I admit that I don’t.  “You’re concerning yourself unnecessarily.  I’m not sure what you’re suggesting is even possible.” I stop myself from chuckling, because my friend is obviously a soul in torment, caught in a very human dilemma.

“Maybe you do need some recreation.”  I say, more to placate him than anything else.  “What will you do with your four days?  Do you have a seduction plan?”

Again I am treated to that askance look.  “If yer mean am I goin’ to pull – too right!   I’m off down Carter’s Farm this very mornin’, I am.  They’re sowin’ the twelve acre, aren’t they?  Twelve acres of hedge to hedge talent, mate – you wouldn’t believe!”

“Mind you don’t get your beak caught in the drill.”  I warn him sardonically.  “Aren’t you getting a little mature for this?”

“Are you talkin’ about my age again?  Here, watch this.”  Crow launches himself from the top of the lamppost, executes a near vertical climb, then an immaculate stall turn, which he recovers with vigorous wing flapping.  Just as suddenly, he turns the ascent into a nose dive, wings near-folded, only to convert into a banked turn a few inches from the ground.  To complete this curious demonstration of corvid aerobatics, he does an upward swoop, landing back on the lamp-post with elegant precision.  “Does that look ‘old’ to yer?  Does it?”   His wing is dragging a little and clearly hurts him.  He stabs it with his beak in annoyance.  “In me prime, mate.  In me prime.”

I give him a twisted smile, with as much of my face as remains unfrozen by that inclement morning breeze.   “You’re not really going to cheat on your wife.”  I tell him.  “You’re dreaming.  Those young birds would laugh at you.”

“Nah.”

“Pardon?”

“Nah.  Alright?  Nah, I’m not goin’ to cheat on ‘er!  She’d peck me ‘ead in, she would.  I’d lose me tree rights.  I’m a territorial, I am!  I got a nest site, I have – and a good one, too!  I’m respected!  See what I mean?”

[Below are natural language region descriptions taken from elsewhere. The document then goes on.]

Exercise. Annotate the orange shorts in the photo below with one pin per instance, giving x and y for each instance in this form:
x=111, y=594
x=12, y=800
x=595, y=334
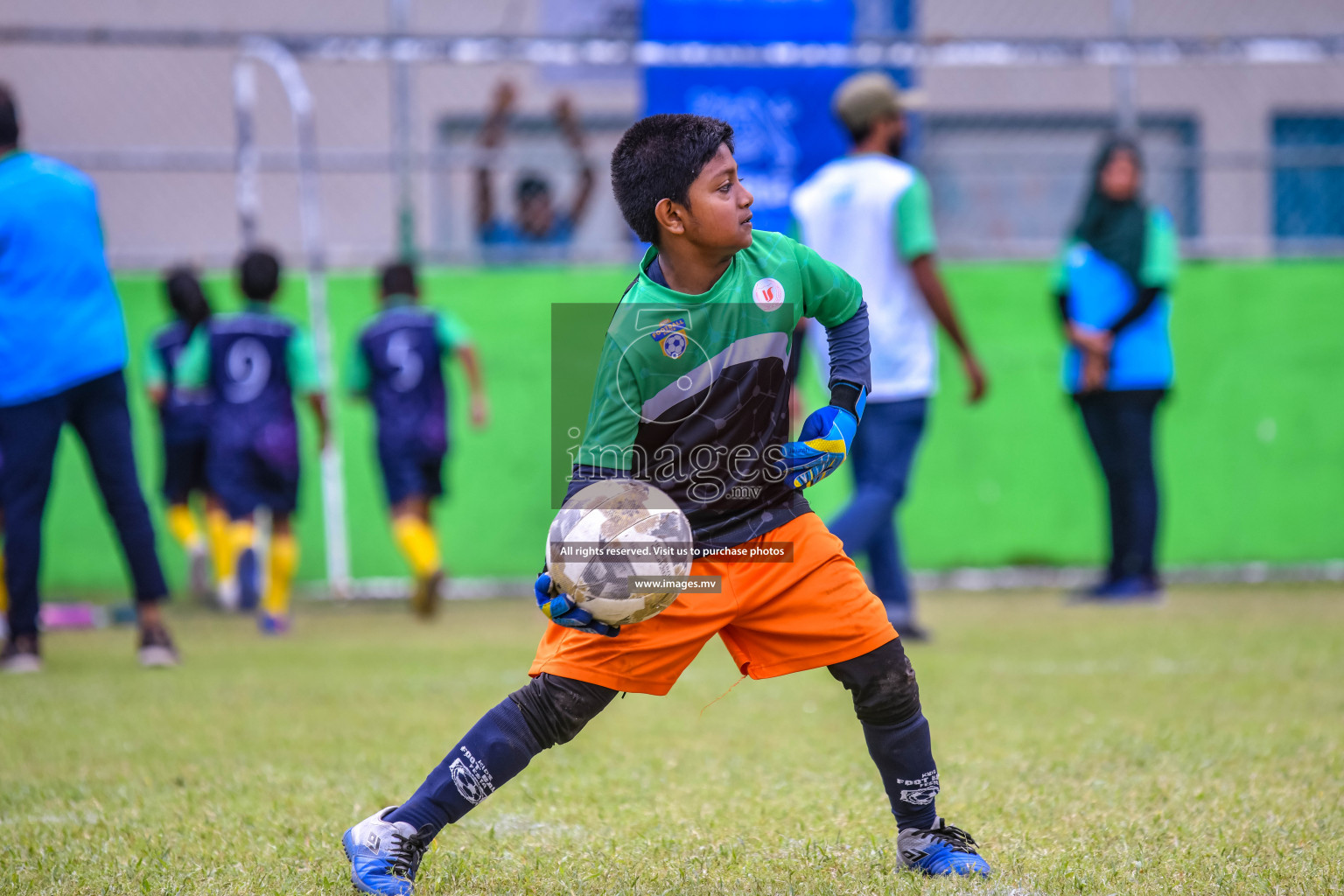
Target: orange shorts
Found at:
x=774, y=618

I do see.  The winter has been mild, leaving a sky full of spring survivors, and only a few of those young birds will be able to breed because there is simply insufficient space.  The older ‘territorial’ birds will monopolise the breeding as they always do.  But there will be squabbling and fights.

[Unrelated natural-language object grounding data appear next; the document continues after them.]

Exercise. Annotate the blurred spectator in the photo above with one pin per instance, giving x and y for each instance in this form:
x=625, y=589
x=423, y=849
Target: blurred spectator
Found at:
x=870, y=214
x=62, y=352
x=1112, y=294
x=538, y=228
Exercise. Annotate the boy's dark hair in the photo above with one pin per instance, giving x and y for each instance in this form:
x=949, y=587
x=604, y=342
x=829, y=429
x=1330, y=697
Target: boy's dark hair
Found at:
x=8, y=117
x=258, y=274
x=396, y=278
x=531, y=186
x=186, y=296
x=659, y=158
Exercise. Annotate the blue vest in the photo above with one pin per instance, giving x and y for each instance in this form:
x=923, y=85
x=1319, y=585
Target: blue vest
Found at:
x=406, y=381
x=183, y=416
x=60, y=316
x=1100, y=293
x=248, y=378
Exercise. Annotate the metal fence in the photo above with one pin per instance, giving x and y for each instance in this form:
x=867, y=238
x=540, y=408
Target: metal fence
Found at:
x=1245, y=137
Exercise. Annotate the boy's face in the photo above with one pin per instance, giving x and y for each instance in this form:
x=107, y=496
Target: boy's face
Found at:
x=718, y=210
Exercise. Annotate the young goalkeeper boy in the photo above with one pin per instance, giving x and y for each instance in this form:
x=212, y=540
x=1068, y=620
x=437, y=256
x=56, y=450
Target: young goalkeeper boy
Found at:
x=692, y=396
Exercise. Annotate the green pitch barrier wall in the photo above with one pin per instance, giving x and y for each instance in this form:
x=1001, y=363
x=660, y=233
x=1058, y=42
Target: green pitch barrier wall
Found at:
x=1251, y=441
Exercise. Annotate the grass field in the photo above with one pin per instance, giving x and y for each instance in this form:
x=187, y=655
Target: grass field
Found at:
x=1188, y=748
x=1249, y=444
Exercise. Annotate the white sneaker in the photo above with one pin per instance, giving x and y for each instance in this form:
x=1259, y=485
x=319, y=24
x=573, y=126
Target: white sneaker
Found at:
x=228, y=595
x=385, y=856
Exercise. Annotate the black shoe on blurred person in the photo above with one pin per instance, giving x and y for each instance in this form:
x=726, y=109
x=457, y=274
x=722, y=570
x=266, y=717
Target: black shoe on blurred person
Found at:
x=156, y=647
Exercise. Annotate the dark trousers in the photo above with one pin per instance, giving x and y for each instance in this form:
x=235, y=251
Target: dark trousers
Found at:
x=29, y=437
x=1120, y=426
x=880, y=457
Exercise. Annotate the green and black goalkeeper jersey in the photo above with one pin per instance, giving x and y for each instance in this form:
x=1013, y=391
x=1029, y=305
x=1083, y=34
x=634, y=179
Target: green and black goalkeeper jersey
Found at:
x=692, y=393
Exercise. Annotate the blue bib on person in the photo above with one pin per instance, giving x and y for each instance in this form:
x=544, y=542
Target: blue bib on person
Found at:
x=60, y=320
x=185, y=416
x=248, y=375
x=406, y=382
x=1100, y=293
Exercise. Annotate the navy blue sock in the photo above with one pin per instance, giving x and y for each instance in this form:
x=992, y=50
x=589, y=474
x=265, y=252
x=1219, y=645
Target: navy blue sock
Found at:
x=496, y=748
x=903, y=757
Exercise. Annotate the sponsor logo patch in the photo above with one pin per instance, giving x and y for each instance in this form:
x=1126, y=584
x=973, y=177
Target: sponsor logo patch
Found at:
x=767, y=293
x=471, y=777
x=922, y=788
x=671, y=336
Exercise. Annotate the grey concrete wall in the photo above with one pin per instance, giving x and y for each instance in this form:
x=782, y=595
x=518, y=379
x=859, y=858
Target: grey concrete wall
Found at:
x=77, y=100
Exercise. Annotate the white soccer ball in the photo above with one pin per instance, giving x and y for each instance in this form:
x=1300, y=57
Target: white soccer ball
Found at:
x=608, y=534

“So you intend to seduce some poor young innocent into thinking you’ll settle down and have chicks with her, when all you really want to do is ruffle her feathers?”

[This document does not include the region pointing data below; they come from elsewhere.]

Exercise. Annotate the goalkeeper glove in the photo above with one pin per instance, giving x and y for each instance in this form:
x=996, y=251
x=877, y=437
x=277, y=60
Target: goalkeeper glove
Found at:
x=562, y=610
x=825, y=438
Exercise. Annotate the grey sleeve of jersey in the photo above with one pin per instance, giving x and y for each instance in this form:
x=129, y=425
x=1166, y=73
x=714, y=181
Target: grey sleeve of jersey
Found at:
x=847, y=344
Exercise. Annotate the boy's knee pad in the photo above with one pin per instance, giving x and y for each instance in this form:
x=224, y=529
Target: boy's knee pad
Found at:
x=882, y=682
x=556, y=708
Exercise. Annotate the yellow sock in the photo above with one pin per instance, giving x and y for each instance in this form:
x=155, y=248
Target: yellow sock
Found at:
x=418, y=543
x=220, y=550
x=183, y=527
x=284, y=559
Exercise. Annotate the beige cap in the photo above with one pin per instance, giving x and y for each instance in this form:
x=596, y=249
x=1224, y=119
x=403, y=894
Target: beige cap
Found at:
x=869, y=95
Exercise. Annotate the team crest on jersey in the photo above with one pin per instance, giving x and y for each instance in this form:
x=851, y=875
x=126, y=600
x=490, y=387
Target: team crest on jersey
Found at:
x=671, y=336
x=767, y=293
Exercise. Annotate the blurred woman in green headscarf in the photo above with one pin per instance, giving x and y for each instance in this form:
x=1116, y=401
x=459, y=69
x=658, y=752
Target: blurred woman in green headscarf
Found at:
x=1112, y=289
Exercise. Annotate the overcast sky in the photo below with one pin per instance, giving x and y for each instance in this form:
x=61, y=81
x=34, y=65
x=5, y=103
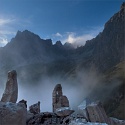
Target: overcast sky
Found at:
x=65, y=20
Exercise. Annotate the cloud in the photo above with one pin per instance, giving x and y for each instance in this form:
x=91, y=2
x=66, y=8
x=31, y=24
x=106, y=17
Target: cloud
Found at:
x=5, y=21
x=77, y=40
x=9, y=26
x=58, y=35
x=80, y=40
x=3, y=42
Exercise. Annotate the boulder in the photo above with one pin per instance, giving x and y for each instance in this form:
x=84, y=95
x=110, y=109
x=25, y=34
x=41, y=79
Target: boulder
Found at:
x=24, y=102
x=11, y=91
x=59, y=100
x=114, y=121
x=12, y=113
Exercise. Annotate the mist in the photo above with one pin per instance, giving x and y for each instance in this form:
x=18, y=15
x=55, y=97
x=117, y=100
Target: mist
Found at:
x=75, y=89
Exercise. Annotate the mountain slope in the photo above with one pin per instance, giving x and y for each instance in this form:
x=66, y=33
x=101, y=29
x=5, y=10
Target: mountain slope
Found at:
x=36, y=59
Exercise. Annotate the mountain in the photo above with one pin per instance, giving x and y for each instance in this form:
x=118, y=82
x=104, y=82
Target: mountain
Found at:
x=35, y=59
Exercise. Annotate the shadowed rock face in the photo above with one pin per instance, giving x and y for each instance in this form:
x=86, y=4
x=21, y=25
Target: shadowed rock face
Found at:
x=59, y=100
x=12, y=113
x=11, y=91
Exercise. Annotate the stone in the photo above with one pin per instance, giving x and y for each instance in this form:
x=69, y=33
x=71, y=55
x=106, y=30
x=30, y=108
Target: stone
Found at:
x=114, y=121
x=11, y=91
x=24, y=102
x=82, y=109
x=59, y=100
x=35, y=108
x=12, y=113
x=64, y=111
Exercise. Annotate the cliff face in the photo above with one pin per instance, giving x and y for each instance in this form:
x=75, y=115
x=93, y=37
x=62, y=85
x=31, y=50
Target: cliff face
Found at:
x=37, y=57
x=107, y=49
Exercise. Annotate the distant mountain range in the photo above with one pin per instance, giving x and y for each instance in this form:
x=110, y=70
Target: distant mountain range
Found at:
x=38, y=57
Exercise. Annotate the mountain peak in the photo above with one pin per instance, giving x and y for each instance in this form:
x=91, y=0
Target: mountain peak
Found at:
x=58, y=43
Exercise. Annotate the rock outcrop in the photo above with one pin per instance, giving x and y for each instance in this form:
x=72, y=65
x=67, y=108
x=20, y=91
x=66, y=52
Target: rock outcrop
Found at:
x=11, y=91
x=12, y=113
x=24, y=102
x=59, y=100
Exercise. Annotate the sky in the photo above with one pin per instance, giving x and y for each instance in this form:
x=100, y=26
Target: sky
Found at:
x=73, y=21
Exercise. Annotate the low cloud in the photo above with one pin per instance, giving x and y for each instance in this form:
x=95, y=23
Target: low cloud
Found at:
x=3, y=21
x=3, y=42
x=9, y=26
x=58, y=35
x=77, y=40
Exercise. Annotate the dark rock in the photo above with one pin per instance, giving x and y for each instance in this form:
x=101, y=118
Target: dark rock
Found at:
x=12, y=113
x=58, y=99
x=24, y=102
x=11, y=91
x=35, y=108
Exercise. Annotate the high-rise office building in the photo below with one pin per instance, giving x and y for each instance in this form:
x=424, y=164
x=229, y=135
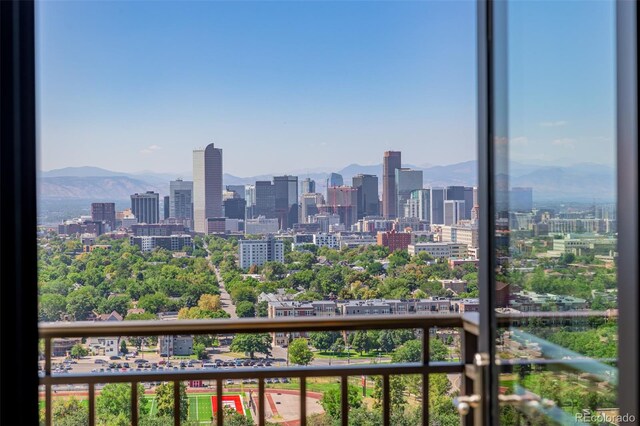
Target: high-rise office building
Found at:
x=343, y=201
x=468, y=201
x=437, y=206
x=391, y=162
x=207, y=186
x=238, y=189
x=104, y=212
x=265, y=200
x=368, y=202
x=181, y=199
x=166, y=207
x=146, y=207
x=309, y=205
x=454, y=211
x=234, y=208
x=286, y=192
x=308, y=186
x=335, y=179
x=407, y=180
x=419, y=205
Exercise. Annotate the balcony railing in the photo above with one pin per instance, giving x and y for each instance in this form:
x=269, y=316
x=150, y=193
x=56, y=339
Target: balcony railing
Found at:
x=467, y=322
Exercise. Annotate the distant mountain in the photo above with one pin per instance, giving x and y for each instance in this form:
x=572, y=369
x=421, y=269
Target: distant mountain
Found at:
x=98, y=188
x=86, y=171
x=579, y=182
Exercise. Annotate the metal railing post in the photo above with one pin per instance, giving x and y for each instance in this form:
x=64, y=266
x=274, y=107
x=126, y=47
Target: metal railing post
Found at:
x=134, y=403
x=303, y=401
x=425, y=376
x=176, y=403
x=386, y=400
x=261, y=397
x=344, y=400
x=92, y=405
x=220, y=416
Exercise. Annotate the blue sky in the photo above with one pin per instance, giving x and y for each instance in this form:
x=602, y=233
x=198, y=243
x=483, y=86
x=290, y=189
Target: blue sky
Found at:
x=305, y=86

The crow pauses to consider my euphemism for a second.   “Fink so, that’s about it.”

“If that isn’t cheating, I don’t know what is.  I’m ashamed of you!”

“Yeah, but….”   He looks at me uneasily.  “What do we do it for, eh?  I mean, what do us males get out of it?”

I am flattered by this inclusion.  I find myself briefly checking to make sure I am displaying no feathers of my own.  “Us?”   I try to answer truthfully.  “What does anybody get out of it?  Nothing, I guess – maybe a kindred spirit to cleave to when the wind blows; maybe another voice in the silence.  Perhaps that isn’t the way to think of it.  We don’t do it for ourselves, do we?  We do it for our children.  It’s what they get out of it that counts.”   Trying a smile, I add:  “And a few precious moments following the seed drill on Carter’s Farm.”

My crow is suddenly still.   “But then yer chicks grow up, don’t they?  And that’s us left chasing dreams.  An’ every summer is a summer less, and suddenly there’s no chicks anymore, and we can’t fly as high as we did, or as fast.  An’ sometime we have to stop, and ask ourselves really, what was it all about?”

I find I cannot answer.  To try to do so would be to confront my own broken dreams, and in my own defence I must close that portal or it will consume me; so, with sadness, I reach up to the window sash, to gently pull it closed.  As I do so, I catch the eye of my crow watching me, sharing my thoughts, exposing my innermost dread.    I might almost imagine his sigh, but of course, that is impossible.  With a graceful shift of balance the bird takes flight, away into the grey morning, and away from me.

In my heart I know I will never see him again.